Re-fetch the sitemap and check each URL's <lastmod> date against your last-converted timestamp. Re-extract only URLs newer than your last sync. Re-chunk and re-embed those updated URLs (delete old chunks first by source_url metadata filter). Schedule the job nightly via cron or GitHub Actions. The whole pipeline is your own Python — no vendor lock-in to worry about.

Recommendation

This pipeline is production-ready as-written for corpora up to ~50K chunks. For larger scale: use a managed vector DB (Pinecone, Qdrant Cloud, Weaviate Cloud) instead of local Chroma, switch to streaming embedding (yield-as-you-go rather than batch), and add observability for retrieval quality regressions. The extraction step (Trafilatura) scales linearly — running 100K URLs through it is the same code, just longer wall-clock time. See also batch convert 100+ URLs for the scaling patterns at the conversion step, and handling JavaScript-rendered pages for the SPA-extraction recipe.

Frequently asked questions

Why chunk by H2 instead of fixed token windows?
Fixed-window chunking (e.g., 'every 500 tokens') breaks across semantic boundaries — a single explanation gets cut mid-sentence, and the embedding model loses coherence. H2 boundaries align with logical subtopics, so each chunk is a self-contained unit. Empirically this improves retrieval precision by 15-30% over fixed-window chunking on the same corpus.
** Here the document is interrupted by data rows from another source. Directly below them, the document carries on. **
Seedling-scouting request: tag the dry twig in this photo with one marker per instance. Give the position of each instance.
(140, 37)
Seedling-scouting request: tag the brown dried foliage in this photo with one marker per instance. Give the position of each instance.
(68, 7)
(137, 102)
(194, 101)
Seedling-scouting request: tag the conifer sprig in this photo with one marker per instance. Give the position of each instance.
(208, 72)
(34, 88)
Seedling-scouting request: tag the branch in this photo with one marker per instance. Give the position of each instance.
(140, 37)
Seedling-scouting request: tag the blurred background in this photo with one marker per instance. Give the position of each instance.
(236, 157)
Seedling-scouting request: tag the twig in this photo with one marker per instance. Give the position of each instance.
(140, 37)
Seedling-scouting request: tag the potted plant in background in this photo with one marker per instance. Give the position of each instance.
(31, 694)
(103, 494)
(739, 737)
How do I keep the corpus fresh as the source site updates?
Re-fetch the sitemap and check each URL's <lastmod> date against your last-converted timestamp. Re-convert only URLs newer than your last sync. Re-chunk and re-embed those updated URLs (delete old chunks first by source_url metadata filter). Schedule the job nightly via cron, GitHub Actions, or any scheduler.
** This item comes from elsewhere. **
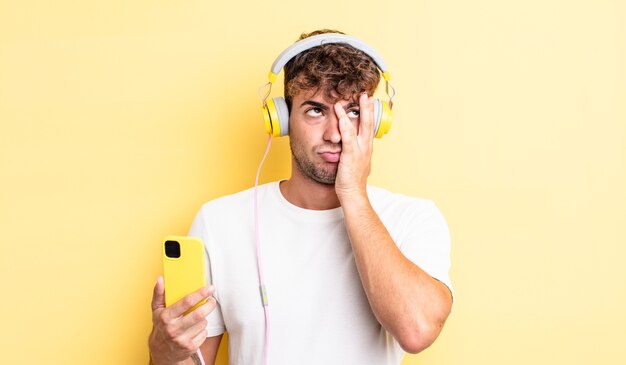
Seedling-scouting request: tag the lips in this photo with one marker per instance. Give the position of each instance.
(330, 156)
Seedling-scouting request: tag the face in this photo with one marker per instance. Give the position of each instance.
(314, 135)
Which embedding model should I use?
For most cases, OpenAI text-embedding-3-small ($0.02/M tokens, fast, strong baseline). For higher quality at higher cost, text-embedding-3-large or Voyage's voyage-3. For self-hosted: BGE or E5-large. The chunking strategy matters more than the model — clean H2-bounded Markdown chunks with text-embedding-3-small often outperform messy chunks with the priciest model.
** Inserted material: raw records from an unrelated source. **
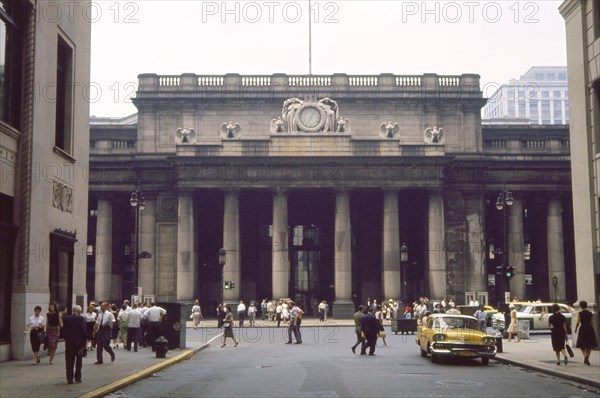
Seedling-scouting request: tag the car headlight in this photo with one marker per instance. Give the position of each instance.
(489, 340)
(439, 337)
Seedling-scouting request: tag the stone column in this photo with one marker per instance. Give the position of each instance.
(280, 253)
(556, 256)
(104, 236)
(477, 273)
(147, 243)
(186, 248)
(231, 244)
(515, 248)
(391, 247)
(343, 307)
(436, 254)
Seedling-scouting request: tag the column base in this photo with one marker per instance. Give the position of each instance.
(343, 309)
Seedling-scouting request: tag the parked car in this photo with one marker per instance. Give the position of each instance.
(455, 336)
(538, 314)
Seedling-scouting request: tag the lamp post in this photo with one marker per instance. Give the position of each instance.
(403, 262)
(222, 259)
(505, 199)
(138, 203)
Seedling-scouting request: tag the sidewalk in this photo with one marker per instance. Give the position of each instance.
(22, 379)
(536, 353)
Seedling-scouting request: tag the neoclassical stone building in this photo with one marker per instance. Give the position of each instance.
(317, 186)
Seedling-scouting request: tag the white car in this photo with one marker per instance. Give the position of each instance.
(538, 314)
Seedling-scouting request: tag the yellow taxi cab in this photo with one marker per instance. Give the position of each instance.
(445, 335)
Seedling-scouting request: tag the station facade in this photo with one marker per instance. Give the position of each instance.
(337, 188)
Does MDisBetter offer a programmatic URL-to-Markdown API for this kind of pipeline?
Not today. The web tool at /convert/url-to-markdown is the supported surface for ad-hoc one-off conversions. For the at-scale RAG case in this tutorial, Trafilatura (plus Playwright for JS-heavy sites) is the right OSS path — mature, free, and gives you full programmatic control over rate limits, output structure, and authentication for private pages.